Dysregulation of toll-like receptor-2 (TLR-2)-induced effects in monocytes from patients with atopic dermatitis: impact of the TLR-2 R753Q polymorphism
Article first published online: 25 APR 2008
© 2008 The Authors
Volume 63, Issue 6, pages 728–734, June 2008
How to Cite
Niebuhr, M., Langnickel, J., Draing, C., Renz, H., Kapp, A. and Werfel, T. (2008), Dysregulation of toll-like receptor-2 (TLR-2)-induced effects in monocytes from patients with atopic dermatitis: impact of the TLR-2 R753Q polymorphism. Allergy, 63: 728–734. doi: 10.1111/j.1398-9995.2008.01721.x
- Issue published online: 25 APR 2008
- Article first published online: 25 APR 2008
- Accepted for publication 19 February 2008
- atopic dermatitis;
- lipoteichoic acid;
- toll-like receptor 2
Background: Atopic dermatitis (AD) is often complicated by an enhanced susceptibility to bacterial skin infections, especially with Staphylococcus aureus. Toll-like receptors (TLR), especially TLR-2 recognizes cell wall components of S. aureus, e.g. lipoteichoic acid (LTA) and peptidoglycan (PGN). A heterozygous TLR-2 R753Q polymorphism occurs in a frequency of 11.5% in adult AD patients and has been shown to be associated with a severe phenotype of AD.
Methods: The aim of this study was to investigate the impact of TLR-2 agonists (LTA, PGN and Pam3Cys) on cytokine production in human monocytes from AD patients with the TLR-2 R753Q polymorphism compared with that of AD patients with ‘wild type’ TLR-2 and control individuals to elucidate the functional role of the TLR-2 R753Q polymorphism.
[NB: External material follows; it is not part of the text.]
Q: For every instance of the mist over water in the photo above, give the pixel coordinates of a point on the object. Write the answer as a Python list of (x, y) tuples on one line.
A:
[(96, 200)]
Results: Monocytes from AD patients with the TLR-2 R753Q mutation produced significantly more IL-6 and IL-12 compared with that of AD patients with nonmutated TLR-2 upon stimulation with TLR-2 agonists.
Conclusion: We show for the first time functional differences in TLR-2 responsiveness of monocytes from AD patients with the TLR-2 R753Q mutation compared with wild type AD patients in a ligand-dependent manner.
Clinical implication: Our data support the emerging concept that AD patients have a dysbalance in innate and aquired immunity. TLR-2 may be essential in the pathogenesis and maintenance of AD and may be involved in the enhanced susceptibility to skin infections with S. aureus and in a higher inflammatory response in patients with AD carrying the TLR-2 polymorphism.